In dem Film wirken Schlager und Jazz wie natürliche Feinde, und der Film erzählt den Wandel Ihres Filmpartners Peter Lohmeyer wie die Bekehrungsgeschichte eines Schlagersängers.

Kuhn: Für mich sind das keine Gegensätze. Musik ist Musik. Es kommt immer darauf an, wie sie gemacht wird. Beides hat seine Berechtigung.

Was nur wenige wissen: Sie haben Howard Carpendale entdeckt.

Kuhn: Ich habe Howard Carpendale entdeckt? Nee, nee, der kam einfach in mein Büro. Aber wir haben drei Platten zusammen gemacht. Howard Carpendale hatte erwartet, dass der Produzent auch sein Manager ist und mit ihm von Radiosender zu Radiosender wandert.

Können Sie mit modernem Pop etwas anfangen?

Kuhn: Nein, gar nicht, moderner Pop interessiert mich nicht. Das klingt doch ein Stück wie das andere.

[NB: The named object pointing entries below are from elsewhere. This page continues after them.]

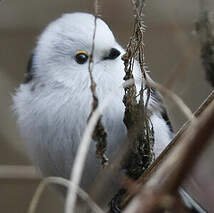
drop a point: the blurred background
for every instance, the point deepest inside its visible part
(172, 55)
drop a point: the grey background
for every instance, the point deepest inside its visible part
(172, 52)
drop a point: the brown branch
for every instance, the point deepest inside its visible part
(99, 134)
(156, 164)
(174, 167)
(205, 33)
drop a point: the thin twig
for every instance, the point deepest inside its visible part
(156, 164)
(63, 182)
(205, 33)
(175, 167)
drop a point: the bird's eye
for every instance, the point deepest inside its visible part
(81, 57)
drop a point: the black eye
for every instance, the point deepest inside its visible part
(113, 54)
(81, 57)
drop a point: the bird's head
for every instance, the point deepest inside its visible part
(63, 51)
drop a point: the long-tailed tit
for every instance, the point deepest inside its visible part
(54, 103)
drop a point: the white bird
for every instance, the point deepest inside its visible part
(54, 103)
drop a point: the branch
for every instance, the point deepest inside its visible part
(205, 33)
(167, 173)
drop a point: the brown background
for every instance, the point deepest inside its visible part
(172, 51)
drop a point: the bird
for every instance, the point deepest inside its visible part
(54, 102)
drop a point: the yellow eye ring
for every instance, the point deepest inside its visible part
(81, 57)
(81, 52)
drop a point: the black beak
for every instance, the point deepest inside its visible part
(113, 54)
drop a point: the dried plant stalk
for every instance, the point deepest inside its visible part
(136, 118)
(175, 167)
(156, 164)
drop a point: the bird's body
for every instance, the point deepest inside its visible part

Ich höre daraus, dass Sie mehr an Traditionspflege interessiert sind. Wie sind Sie zum Jazz gekommen?

Kuhn: Ich habe Jazz während des Krieges in einem englischen Sender gehört, den durften wir ja eigentlich in der Nazi-Zeit gar nicht hören, aber für mich lief da die interessantere Musik. Wir hatten zu Hause ein Klavier, und ich sollte Klassik spielen, aber das hat mich nicht interessiert. Ich wollte lieber das spielen, was im Radio lief.

Und das kam Ihnen nach Kriegsende zupass.

Kuhn: Als die Amerikaner nach dem Krieg nach Deutschland kamen, wollten Sie Jazz hören. Aber ich konnte das damals noch gar nicht, ich hatte bestenfalls eine Ahnung davon. Ich kannte amerikanische Schlager, die übrigens viel besser sind als die deutschen, sie sind harmonisch besser und haben oft interessantere Texte. Ich war Sinatra-Fan. Er selbst war ja kein Jazzer, aber er hatte gute Jazz-Bands. Es war nie ein besser vor ihm, und nach ihm kam auch kein besserer.

Haben Sie die Gelegenheit gehabt, mit einigen Ihrer persönlichen Helden zusammen Musik zu machen?

Kuhn: Mit dem einen oder anderen schon. Ich bin locker befreundet mit (Michael-Jackson-Produzent, Red.) Quincy Jones. Das ist doch was, oder?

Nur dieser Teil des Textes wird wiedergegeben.